The last one was the biggest. As the boat slid down its face, the face got steeper until it seemed they would be swept on by this wave forever. The campanile loomed ahead, big and black. Around it, waves pitched over and broke with sharp, deadly booms; from behind, Carlo could see the water sucked over the breaks, as if over short but infinitely broad waterfalls. The noise was tremendous. At the top of the wave it appeared he could jump in the campanile’s top window she got out the boathook, shifted the tiller a touch, took three deep breaths. Amid the roaring, the wave swept him just past the stone tower, smacking against it and splashing him; he pulled the tiller over hard, the boat shot into the wake of the campanile — he stood and swung the boathook over a window casement above him. It caught, and he held on hard.
He was in the lee of the tower; broken water rose and dropped under the boat, hissing, but without violence, and he held. One handed, he wrapped the end of his rope around the sail cord bolt in the stern, tied the other end to the boathook.

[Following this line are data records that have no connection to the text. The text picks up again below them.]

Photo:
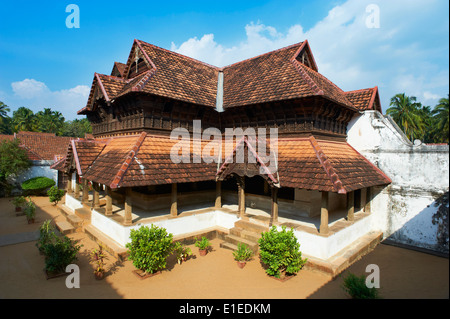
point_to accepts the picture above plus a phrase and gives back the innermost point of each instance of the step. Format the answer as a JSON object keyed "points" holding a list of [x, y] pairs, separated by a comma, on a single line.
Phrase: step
{"points": [[109, 244], [246, 234], [235, 240], [249, 226], [65, 227], [227, 245], [75, 221]]}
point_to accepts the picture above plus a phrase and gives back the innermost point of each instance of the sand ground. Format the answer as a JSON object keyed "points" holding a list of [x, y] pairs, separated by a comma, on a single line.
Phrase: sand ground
{"points": [[404, 273]]}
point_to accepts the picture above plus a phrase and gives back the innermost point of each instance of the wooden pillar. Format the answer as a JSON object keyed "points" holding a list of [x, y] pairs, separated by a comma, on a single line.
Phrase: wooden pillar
{"points": [[96, 199], [369, 191], [351, 206], [69, 183], [218, 202], [274, 208], [108, 210], [77, 187], [363, 199], [324, 214], [174, 204], [128, 208], [241, 196], [85, 197]]}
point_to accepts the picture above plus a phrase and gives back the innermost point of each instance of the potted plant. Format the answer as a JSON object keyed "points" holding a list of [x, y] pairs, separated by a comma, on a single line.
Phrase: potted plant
{"points": [[242, 254], [149, 249], [182, 252], [59, 253], [97, 257], [18, 202], [202, 245], [30, 211]]}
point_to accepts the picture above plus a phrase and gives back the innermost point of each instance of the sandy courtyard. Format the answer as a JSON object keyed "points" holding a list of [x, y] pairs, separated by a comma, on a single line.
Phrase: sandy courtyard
{"points": [[403, 273]]}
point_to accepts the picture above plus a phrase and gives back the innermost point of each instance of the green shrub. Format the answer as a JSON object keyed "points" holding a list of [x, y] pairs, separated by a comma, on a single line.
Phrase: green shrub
{"points": [[55, 194], [37, 185], [243, 253], [280, 251], [149, 248], [46, 235], [19, 201], [202, 243], [356, 287], [30, 210], [59, 253]]}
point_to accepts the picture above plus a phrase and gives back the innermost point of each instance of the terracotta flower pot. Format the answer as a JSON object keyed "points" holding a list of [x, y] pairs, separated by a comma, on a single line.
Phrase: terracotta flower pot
{"points": [[99, 275]]}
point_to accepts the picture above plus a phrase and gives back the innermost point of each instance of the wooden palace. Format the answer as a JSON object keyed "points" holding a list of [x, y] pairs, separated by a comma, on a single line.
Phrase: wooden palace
{"points": [[134, 110]]}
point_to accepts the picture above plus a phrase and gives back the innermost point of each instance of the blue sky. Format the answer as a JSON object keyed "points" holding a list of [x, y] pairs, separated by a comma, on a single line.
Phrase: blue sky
{"points": [[45, 64]]}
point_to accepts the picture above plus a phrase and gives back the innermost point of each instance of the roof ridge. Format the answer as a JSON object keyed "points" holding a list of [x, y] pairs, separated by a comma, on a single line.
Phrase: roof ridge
{"points": [[312, 84], [323, 159], [128, 160], [260, 55], [178, 54]]}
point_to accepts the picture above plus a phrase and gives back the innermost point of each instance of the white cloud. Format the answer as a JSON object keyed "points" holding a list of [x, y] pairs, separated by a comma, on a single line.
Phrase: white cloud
{"points": [[36, 96], [406, 54]]}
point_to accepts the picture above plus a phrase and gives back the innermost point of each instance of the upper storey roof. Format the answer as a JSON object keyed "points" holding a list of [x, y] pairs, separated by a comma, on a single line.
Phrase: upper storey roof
{"points": [[286, 73]]}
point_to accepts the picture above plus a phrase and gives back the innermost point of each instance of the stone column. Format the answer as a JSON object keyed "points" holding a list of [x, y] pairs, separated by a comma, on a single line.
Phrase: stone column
{"points": [[85, 197], [77, 187], [218, 202], [96, 199], [128, 221], [274, 208], [241, 196], [363, 199], [108, 210], [69, 183], [174, 203], [367, 207], [324, 214], [351, 206]]}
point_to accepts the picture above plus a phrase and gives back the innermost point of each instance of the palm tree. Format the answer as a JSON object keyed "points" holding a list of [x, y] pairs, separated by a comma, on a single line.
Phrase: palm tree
{"points": [[23, 119], [440, 113], [405, 111]]}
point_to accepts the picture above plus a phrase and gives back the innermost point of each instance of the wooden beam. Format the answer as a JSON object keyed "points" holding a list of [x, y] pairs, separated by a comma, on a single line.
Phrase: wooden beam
{"points": [[324, 214], [274, 207], [218, 203], [108, 211], [351, 206], [128, 221]]}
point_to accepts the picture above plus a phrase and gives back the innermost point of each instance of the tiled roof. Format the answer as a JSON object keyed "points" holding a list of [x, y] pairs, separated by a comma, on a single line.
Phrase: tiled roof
{"points": [[41, 146], [273, 76], [365, 99], [325, 166], [141, 160], [306, 163]]}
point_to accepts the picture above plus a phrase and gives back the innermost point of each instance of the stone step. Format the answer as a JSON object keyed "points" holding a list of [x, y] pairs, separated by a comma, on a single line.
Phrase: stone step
{"points": [[227, 245], [235, 240], [65, 227], [109, 244], [246, 234], [75, 221], [252, 227]]}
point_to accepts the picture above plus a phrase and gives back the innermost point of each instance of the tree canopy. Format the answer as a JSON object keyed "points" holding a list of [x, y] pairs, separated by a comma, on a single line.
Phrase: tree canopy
{"points": [[47, 121]]}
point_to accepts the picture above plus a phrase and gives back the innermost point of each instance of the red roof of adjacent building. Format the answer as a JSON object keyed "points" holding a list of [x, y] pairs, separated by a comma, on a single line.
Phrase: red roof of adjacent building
{"points": [[41, 146]]}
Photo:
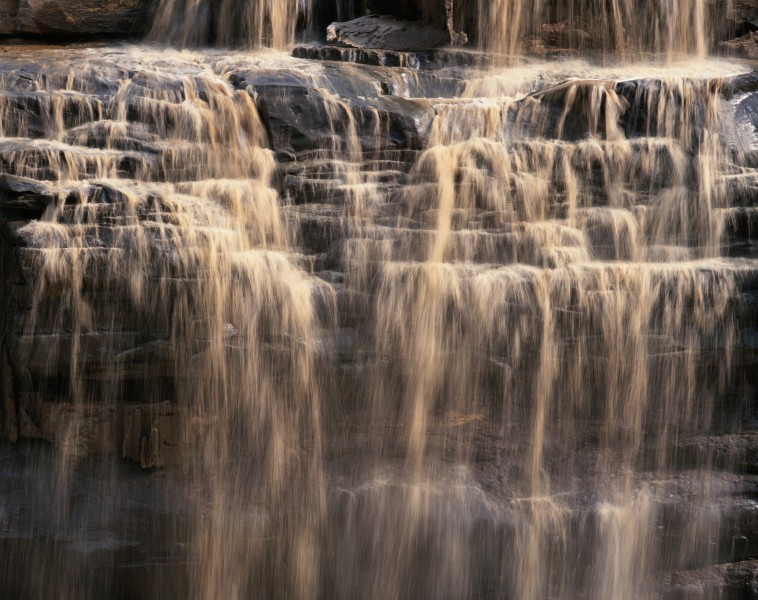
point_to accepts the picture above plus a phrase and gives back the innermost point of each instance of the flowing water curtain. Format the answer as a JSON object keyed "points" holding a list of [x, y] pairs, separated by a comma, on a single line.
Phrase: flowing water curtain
{"points": [[249, 23], [615, 27]]}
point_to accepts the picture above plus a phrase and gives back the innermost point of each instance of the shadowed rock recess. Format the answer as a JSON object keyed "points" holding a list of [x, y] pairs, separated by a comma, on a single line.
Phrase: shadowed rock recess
{"points": [[342, 322]]}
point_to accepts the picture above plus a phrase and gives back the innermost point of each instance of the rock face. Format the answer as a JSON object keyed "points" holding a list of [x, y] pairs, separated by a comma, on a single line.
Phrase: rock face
{"points": [[344, 292], [72, 18], [387, 33]]}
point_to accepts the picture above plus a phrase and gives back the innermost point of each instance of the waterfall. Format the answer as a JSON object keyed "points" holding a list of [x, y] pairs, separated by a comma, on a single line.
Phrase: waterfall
{"points": [[250, 23], [379, 325]]}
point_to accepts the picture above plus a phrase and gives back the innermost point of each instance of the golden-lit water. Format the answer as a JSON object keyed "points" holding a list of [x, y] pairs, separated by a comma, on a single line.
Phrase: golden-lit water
{"points": [[490, 400]]}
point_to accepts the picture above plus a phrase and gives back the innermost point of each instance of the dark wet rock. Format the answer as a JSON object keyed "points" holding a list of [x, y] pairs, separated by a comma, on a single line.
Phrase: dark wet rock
{"points": [[733, 581], [742, 47], [73, 17], [390, 34], [302, 116]]}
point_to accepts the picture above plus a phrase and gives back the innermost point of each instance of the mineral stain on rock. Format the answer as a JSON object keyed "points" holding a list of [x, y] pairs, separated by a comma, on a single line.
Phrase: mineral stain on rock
{"points": [[339, 322]]}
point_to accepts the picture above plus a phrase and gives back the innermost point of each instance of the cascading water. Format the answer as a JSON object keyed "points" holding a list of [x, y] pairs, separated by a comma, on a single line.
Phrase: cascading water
{"points": [[427, 331]]}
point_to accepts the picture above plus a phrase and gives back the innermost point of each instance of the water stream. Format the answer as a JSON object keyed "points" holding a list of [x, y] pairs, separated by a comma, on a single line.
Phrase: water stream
{"points": [[489, 361]]}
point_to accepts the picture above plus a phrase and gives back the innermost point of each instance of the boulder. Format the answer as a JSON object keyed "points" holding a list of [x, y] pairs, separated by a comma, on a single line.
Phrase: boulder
{"points": [[390, 33]]}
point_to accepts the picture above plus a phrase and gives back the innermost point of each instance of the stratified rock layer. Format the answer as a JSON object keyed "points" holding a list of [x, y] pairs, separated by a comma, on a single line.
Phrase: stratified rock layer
{"points": [[328, 302], [73, 18]]}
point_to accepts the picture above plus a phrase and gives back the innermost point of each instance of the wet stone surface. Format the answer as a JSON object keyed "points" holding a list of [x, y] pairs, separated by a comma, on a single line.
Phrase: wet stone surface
{"points": [[263, 308]]}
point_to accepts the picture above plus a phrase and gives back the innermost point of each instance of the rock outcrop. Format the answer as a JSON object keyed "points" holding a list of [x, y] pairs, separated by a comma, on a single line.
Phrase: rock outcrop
{"points": [[73, 18]]}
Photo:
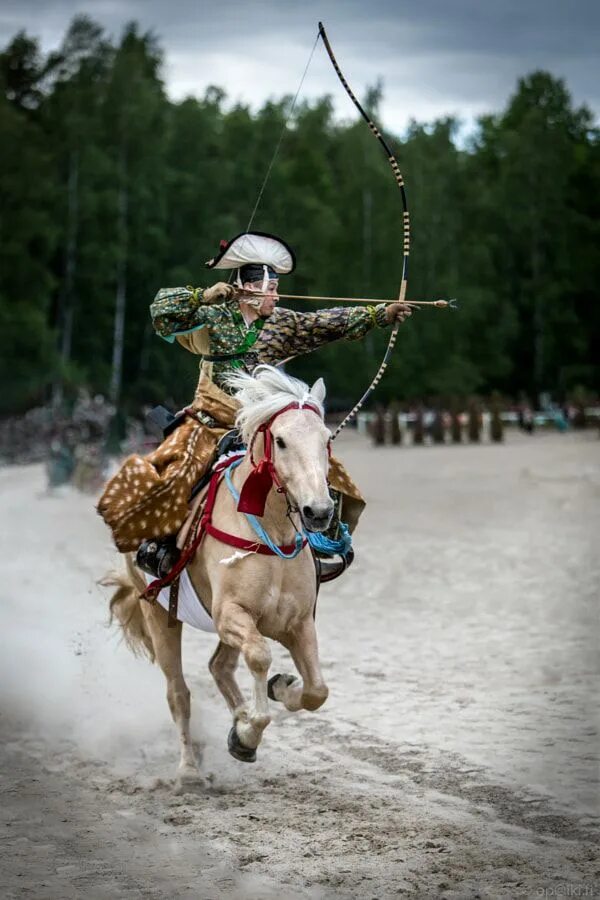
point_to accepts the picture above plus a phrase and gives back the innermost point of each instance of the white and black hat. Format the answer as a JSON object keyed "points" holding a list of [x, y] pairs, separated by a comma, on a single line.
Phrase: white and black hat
{"points": [[253, 248]]}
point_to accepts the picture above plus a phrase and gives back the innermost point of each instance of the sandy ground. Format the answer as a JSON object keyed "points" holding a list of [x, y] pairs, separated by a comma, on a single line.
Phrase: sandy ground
{"points": [[457, 755]]}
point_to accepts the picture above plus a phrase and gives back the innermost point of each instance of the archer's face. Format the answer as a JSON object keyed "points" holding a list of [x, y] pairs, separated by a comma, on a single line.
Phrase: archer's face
{"points": [[271, 299]]}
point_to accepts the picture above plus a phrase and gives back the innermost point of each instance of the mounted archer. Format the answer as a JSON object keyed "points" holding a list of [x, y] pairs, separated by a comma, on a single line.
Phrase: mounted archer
{"points": [[230, 326]]}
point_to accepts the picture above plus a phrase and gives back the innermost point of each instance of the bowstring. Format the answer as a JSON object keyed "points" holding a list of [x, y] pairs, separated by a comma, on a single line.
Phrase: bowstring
{"points": [[281, 135]]}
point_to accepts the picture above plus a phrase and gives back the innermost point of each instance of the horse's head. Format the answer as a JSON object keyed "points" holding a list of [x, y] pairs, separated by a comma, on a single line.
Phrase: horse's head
{"points": [[281, 421]]}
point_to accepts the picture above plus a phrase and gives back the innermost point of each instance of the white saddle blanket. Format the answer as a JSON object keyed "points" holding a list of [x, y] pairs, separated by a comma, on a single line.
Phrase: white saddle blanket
{"points": [[189, 609]]}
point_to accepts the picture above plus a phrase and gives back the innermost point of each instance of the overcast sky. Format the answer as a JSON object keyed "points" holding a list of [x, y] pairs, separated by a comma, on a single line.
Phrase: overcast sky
{"points": [[436, 57]]}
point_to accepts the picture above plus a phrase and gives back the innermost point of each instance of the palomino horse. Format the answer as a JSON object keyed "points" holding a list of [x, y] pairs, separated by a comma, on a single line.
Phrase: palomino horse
{"points": [[251, 596]]}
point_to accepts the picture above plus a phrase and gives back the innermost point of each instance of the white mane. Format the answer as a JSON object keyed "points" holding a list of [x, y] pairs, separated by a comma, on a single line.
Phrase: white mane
{"points": [[265, 392]]}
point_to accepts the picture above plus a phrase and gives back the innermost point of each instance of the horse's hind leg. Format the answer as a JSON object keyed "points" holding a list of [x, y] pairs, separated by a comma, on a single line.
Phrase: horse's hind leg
{"points": [[237, 629], [167, 648], [311, 692]]}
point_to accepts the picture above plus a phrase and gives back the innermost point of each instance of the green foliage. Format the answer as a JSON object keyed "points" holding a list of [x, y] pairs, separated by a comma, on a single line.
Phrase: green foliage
{"points": [[109, 189]]}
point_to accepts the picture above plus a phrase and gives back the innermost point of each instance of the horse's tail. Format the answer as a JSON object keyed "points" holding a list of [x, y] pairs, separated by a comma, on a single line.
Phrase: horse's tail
{"points": [[126, 607]]}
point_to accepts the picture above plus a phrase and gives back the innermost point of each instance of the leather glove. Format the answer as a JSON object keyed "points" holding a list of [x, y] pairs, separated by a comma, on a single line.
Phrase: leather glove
{"points": [[397, 312], [218, 293]]}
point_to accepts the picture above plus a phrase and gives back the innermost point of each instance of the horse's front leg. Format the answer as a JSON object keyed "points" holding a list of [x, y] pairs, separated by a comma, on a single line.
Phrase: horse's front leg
{"points": [[311, 692], [237, 629]]}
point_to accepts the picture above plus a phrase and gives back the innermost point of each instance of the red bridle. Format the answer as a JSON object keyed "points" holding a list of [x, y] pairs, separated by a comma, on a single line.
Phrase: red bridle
{"points": [[259, 482]]}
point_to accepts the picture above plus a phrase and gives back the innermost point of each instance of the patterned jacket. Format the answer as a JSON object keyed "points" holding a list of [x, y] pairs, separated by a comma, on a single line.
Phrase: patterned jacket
{"points": [[219, 334]]}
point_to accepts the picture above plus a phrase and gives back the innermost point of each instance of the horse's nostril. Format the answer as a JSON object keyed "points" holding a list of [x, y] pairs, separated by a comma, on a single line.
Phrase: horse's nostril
{"points": [[318, 513]]}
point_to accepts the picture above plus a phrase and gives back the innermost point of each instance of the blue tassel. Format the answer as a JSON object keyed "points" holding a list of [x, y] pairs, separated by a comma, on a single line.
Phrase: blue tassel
{"points": [[325, 545]]}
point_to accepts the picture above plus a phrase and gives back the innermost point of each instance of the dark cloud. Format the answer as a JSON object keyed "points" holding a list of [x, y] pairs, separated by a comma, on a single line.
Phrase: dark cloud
{"points": [[436, 57]]}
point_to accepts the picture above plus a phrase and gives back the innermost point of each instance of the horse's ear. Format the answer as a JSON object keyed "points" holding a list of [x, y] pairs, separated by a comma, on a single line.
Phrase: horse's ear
{"points": [[318, 391]]}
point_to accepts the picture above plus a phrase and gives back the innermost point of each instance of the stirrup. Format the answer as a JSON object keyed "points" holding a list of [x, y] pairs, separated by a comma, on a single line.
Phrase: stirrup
{"points": [[329, 569], [157, 556]]}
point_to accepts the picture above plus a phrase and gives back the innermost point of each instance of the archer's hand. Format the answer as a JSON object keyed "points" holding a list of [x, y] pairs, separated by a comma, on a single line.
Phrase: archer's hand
{"points": [[218, 293], [397, 312]]}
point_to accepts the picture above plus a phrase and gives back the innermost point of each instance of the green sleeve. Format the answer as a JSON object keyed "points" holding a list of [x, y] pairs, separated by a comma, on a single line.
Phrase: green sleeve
{"points": [[313, 329], [178, 311]]}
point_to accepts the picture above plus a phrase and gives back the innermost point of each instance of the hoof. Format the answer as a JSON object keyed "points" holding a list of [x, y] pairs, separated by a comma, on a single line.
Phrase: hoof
{"points": [[288, 679], [237, 749]]}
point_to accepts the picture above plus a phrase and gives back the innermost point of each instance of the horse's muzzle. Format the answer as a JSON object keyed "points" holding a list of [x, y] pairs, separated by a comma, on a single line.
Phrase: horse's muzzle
{"points": [[318, 516]]}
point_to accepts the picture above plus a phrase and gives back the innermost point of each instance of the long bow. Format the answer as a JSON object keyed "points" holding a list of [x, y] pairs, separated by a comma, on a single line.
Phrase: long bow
{"points": [[405, 227]]}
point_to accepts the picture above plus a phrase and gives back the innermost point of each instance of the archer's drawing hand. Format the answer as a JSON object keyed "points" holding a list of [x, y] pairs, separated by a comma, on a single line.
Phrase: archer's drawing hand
{"points": [[397, 312], [218, 293]]}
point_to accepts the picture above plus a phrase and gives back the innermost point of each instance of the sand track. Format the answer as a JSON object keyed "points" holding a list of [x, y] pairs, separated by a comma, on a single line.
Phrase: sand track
{"points": [[457, 755]]}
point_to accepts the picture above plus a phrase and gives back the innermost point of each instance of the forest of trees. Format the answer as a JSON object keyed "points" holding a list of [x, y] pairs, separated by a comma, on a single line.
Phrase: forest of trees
{"points": [[110, 191]]}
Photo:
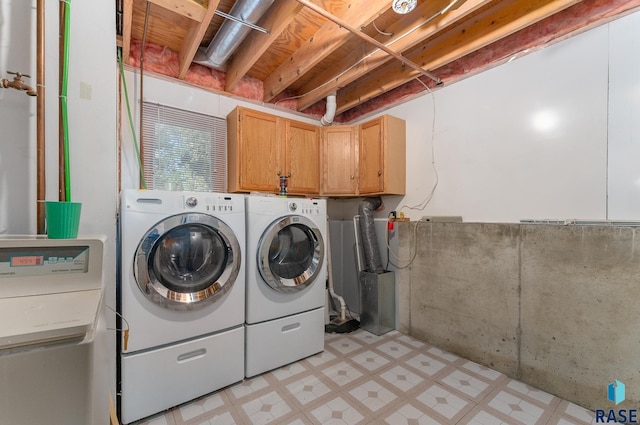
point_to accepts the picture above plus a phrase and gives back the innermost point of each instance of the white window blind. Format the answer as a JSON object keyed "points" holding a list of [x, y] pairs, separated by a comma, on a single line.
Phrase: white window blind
{"points": [[183, 150]]}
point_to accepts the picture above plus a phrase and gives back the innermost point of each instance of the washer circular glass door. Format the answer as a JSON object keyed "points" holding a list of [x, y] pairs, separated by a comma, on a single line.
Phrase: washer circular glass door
{"points": [[290, 254], [187, 261]]}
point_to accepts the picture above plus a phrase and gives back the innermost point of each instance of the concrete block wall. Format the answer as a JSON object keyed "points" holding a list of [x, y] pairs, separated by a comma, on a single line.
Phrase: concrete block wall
{"points": [[553, 306]]}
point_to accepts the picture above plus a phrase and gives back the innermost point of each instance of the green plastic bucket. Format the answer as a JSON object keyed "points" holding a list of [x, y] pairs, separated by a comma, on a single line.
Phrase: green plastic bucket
{"points": [[63, 219]]}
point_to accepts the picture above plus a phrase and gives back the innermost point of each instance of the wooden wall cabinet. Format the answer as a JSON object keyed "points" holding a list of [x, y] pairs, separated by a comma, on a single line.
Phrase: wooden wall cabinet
{"points": [[382, 156], [262, 147], [369, 159], [339, 161]]}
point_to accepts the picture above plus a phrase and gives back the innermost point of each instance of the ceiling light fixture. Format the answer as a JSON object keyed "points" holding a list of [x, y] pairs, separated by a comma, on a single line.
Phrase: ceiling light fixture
{"points": [[403, 6]]}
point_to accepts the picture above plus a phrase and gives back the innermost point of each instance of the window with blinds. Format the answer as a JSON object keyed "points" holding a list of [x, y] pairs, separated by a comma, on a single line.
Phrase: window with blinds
{"points": [[183, 150]]}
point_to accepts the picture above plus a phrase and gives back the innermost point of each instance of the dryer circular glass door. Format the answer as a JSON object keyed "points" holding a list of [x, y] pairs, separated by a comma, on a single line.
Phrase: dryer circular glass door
{"points": [[290, 253], [187, 261]]}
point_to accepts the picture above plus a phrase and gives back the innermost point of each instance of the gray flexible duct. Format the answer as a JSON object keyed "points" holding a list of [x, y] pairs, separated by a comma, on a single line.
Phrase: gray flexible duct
{"points": [[373, 264]]}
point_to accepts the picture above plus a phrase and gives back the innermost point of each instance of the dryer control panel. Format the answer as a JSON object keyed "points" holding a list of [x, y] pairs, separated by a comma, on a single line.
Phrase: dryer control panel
{"points": [[305, 207]]}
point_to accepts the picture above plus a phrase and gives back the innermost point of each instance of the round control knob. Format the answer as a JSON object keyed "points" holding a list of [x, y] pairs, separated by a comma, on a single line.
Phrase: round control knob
{"points": [[191, 201]]}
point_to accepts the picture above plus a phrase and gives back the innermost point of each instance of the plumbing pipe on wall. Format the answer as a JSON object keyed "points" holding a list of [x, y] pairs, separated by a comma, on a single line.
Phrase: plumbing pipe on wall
{"points": [[327, 119]]}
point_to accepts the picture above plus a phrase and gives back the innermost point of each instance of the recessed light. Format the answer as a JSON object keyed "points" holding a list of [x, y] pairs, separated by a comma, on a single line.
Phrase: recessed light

The hook held pretty well; he took a risk and reached down to tie the rope firmly to the bolt. Then another risk: when the boiling soupy water of another broken wave raised the boat, he leaped off his seat, grabbed the stone windowsill, which was too thick to get his fingers over — for a moment he hung by his fingertips. With desperate strength he pulled himself up, reached in with one hand and got a grasp on the inside of the sill, and pulled himself in and over. The stone floor was about four feet below the window. Quickly he pulled the boathook in and put it on the floor, and took up the slack in the rope.
He looked out the window. His boat rose and fell, rose and fell. Well, it would sink or it wouldn’t. Meanwhile, he was safe. Realizing this, he breathed deeply, let out a shout. He remembered shooting past the side of the tower, face no more than two meters from it getting drenched by the wave slapping the front of it — why, he had done it perfectly! He couldn’t do it again like that in a million tries. Triumphant laughs burst out of him, short and sharp: "Ha! Ha! Ha! Jesus Christ! Wow!"